Glatiramer acetate (previously called copolymer-1) is a synthetic copolymer composed of alanine, glutamine, lysine, and tyrosine, with some immunologic similarities to one of the important myelin components, myelin basic protein (MBP), without itself being encephalitogenic. The observation that it inhibits the animal model EAE prompted double-blind clinical trials.

The largest of these trials was a two-year, double-blind trial carried out in the United States involving 251 patients with RRMS (baseline EDSS 0–5). Treatment consisted of daily subcutaneous injections of 20 mg of glatiramer acetate or placebo. The primary end point was the annualised relapse rate, which was reduced by 29 percent in the group receiving active treatment. There also was a reduction in the percentage of patients remaining relapse-free and the median time to first relapse. A statistically significant favourable effect on EDSS progression was evident only with a less conservative data analysis, thereby providing a trend, but not significant proof for an effect on progression of disability. There has been a lack of MRI data for some years, but recently data from a nine-month, double-blind, placebo-controlled trial with a primary MRI end point demonstrated that glatiramer acetate administration is followed by a delayed reduction of blood–brain barrier permeability (peak effect is after a number of months rather than a few weeks for the interferons) and a suppression of new lesion development.
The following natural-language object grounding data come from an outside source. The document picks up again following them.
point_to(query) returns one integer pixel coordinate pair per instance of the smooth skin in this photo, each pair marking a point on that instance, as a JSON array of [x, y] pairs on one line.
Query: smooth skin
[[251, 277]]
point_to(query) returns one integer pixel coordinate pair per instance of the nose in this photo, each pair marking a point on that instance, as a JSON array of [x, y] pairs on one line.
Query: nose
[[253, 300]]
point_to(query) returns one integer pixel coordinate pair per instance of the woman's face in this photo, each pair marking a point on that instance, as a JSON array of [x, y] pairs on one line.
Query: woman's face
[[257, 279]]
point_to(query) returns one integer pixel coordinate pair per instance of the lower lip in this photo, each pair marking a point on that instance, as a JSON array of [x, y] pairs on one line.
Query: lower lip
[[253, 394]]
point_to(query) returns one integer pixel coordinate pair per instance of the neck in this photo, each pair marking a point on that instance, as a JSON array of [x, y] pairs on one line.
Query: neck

This finding may result from the effect of glatiramer acetate in downregulating the immune response rather than a specific effect on the blood-brain barrier. Glatiramer acetate does not reduce T cell migration.
Long-term follow-up of the patients who participated in this trial suggests that glatiramer might have a favourable impact on long-term disability progression, but the interpretation of follow-up data is significantly limited by patients being lost to follow-up.
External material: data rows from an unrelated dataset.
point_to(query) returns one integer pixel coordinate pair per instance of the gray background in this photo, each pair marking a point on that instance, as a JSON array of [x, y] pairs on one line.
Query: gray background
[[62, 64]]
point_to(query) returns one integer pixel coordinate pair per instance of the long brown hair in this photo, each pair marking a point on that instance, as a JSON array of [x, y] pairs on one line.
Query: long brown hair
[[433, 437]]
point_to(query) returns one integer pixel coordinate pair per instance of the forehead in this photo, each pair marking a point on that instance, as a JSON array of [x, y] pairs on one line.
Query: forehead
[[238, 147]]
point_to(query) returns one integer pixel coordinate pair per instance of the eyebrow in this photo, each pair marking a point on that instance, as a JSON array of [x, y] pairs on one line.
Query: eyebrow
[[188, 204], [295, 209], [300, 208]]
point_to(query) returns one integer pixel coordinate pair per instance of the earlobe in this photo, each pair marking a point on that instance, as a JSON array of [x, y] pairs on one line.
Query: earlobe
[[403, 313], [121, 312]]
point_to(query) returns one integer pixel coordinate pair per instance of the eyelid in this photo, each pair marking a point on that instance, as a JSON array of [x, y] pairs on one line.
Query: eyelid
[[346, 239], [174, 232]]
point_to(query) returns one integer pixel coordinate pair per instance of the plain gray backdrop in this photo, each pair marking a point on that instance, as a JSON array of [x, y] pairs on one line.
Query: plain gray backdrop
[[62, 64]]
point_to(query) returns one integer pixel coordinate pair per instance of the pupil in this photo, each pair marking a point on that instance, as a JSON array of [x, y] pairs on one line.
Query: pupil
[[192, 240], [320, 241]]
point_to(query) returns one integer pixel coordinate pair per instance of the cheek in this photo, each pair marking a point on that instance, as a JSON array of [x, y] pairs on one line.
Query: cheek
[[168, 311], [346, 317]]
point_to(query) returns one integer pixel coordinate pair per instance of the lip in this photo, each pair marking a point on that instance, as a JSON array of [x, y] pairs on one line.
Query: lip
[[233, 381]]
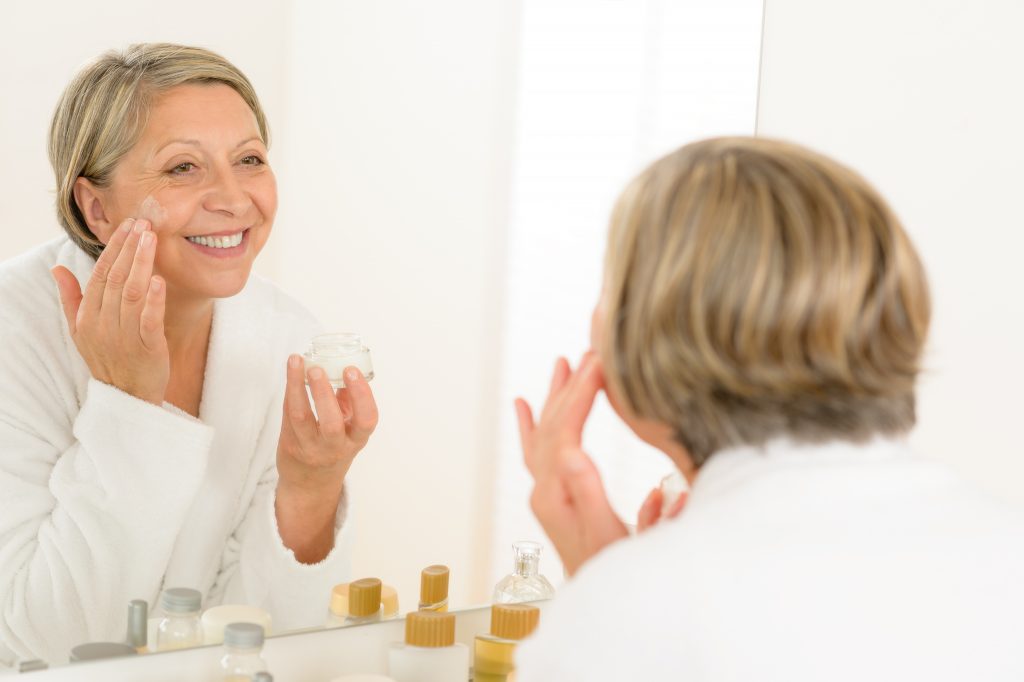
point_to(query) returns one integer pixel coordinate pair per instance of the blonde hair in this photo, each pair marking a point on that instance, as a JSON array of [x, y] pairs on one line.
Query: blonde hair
[[755, 289], [103, 111]]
A large trial (Promise Trial) to evaluate the effects of glatiramer acetate over three years in patients with PPMS was terminated at a preplanned interim analysis, because the trial failed to demonstrate a treatment effect of glatiramer acetate.
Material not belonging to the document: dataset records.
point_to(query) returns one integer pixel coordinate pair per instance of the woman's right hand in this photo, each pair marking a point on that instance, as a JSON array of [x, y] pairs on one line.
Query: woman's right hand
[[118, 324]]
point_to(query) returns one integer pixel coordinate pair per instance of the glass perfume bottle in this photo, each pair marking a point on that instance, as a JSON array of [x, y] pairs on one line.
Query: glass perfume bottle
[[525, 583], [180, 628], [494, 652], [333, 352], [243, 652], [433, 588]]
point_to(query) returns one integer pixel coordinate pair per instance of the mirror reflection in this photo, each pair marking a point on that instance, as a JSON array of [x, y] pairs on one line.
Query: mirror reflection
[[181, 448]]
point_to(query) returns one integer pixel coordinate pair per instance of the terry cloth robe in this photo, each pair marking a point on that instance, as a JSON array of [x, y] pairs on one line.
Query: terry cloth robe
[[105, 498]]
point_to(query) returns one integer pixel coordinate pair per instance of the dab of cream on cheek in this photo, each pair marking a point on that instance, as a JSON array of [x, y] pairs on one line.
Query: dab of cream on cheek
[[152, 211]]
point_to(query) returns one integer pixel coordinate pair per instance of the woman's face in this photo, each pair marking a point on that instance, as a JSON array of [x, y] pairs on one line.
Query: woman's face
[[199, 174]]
Adverse effects of glatiramer acetate are usually mild, and include localised injection-site reactions and a systemic reaction occurring within minutes of administration of the drug (associated with chest pain, palpitations, or dyspnea, and always resolving spontaneously in less than 30 minutes). This reaction occurs in a small minority of patients, usually only once, and not necessarily after the first injection. Occasional patients develop lipoatrophy at injection sites and lymphadenopathy has been reported. Glatiramer acetate does not induce changes in liver function, blood count, or thyroid function. Consequently, the regular monitoring of blood work that is necessary with the IFNs is not needed for patients treated with glatiramer acetate.

Serum antibodies to glatiramer acetate also develop, but their presence seems to have no effect on the clinical benefit.

The apparent effect on reducing relapse rate might be due to blocking of the presentation of certain myelin antigens to T lymphocytes. Other proposed mechanisms of action include the induction of suppressor cells that migrate systemically to modulate the immune response within the nervous system (“bystander suppression”). Of great interest are the observations that glatiramer acetate-reactive cells may secrete growth factors that may enhance repair within the MS plaque, and that anti-glatiramer acetate antibodies may enhance remyelination.

In the opinion of the Committee, glatiramer acetate constitutes an effective therapy for patients with RRMS. Recent suggestions that the drug slows the rate of disability progression need to be confirmed by additional studies. Some patients seem to tolerate glatiramer acetate better than interferon beta during the first months of treatment.